Google apologizes for outage
The hour-long outage affected Web surfers not only in the United States but in other countries and numerous other services including Google Reader, Google Maps, Google Analytics and video-sharing site YouTube.
Micro-blogging service Twitter lit up throughout the morning with comments and complaints about the outage at the company which controls more than 60% of the US online search market alone.
Some users were unable to use Google sites at all while others complained that they were performing sluggishly.
The Mountain View, California-based Google said in a post on the official company blog that “an error in one of our systems caused us to direct some of our Web traffic through Asia, which created a traffic jam.

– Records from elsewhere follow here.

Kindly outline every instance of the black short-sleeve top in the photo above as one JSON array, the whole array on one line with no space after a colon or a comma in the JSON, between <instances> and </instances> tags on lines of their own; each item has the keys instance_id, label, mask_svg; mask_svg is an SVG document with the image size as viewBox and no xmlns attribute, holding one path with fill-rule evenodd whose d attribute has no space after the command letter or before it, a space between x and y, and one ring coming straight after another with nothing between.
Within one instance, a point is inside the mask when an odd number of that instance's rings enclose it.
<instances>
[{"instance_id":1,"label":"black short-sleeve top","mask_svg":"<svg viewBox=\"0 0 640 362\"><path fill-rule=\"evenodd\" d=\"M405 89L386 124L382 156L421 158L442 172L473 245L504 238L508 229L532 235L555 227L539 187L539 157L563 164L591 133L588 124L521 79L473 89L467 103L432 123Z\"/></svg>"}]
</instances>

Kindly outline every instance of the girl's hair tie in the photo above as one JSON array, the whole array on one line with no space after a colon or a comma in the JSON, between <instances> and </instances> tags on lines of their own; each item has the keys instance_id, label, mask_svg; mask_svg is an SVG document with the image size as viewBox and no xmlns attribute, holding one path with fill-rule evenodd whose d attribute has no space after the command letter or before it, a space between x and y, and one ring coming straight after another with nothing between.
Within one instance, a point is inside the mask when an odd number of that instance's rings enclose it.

“As a result, about 14% of our users experienced slow services or even interruptions,” Google said.
“We’ve been working hard to make our services ultrafast and ‘always on,’ so it’s especially embarrassing when a glitch like this one happens,” Google said.
“We’re very sorry that it happened, and you can be sure that we’ll be working even harder to make sure that a similar problem won’t happen again.”
Google said the outage began at 7:48 am Pacific time (1448 GMT) and lasted for about an hour.
Ezra Gottheil, an analyst with Technology Business Research, described it as a “broad outage, a surprisingly broad outage.”
He told AFP such a failure would just be an annoyance to the average Web user but could have a serious impact on Google’s attempts to promote some of its Web-based applications to businesses.
“Their efforts to have some of their services, in particular their apps, and to a lesser extent Gmail, treated as serious business services that one can use instead of locally installed and maintained apps could be seriously undermined by a major outage like that,” he said.
Sam Diaz, a senior editor at technology news site ZDNet, said the outage should not scare businesses away from Web-based cloud computing but “businesses should use this opportunity to put more thought into contingency plans.
“Maybe companies that are thinking about adopting a cloud strategy, such as Google Apps, need to look into backup clouds,” Diaz wrote on his blog.
Google also experienced a breakdown in February of Gmail, leaving millions of people worldwide without access to the free Web-based email service for a few hours.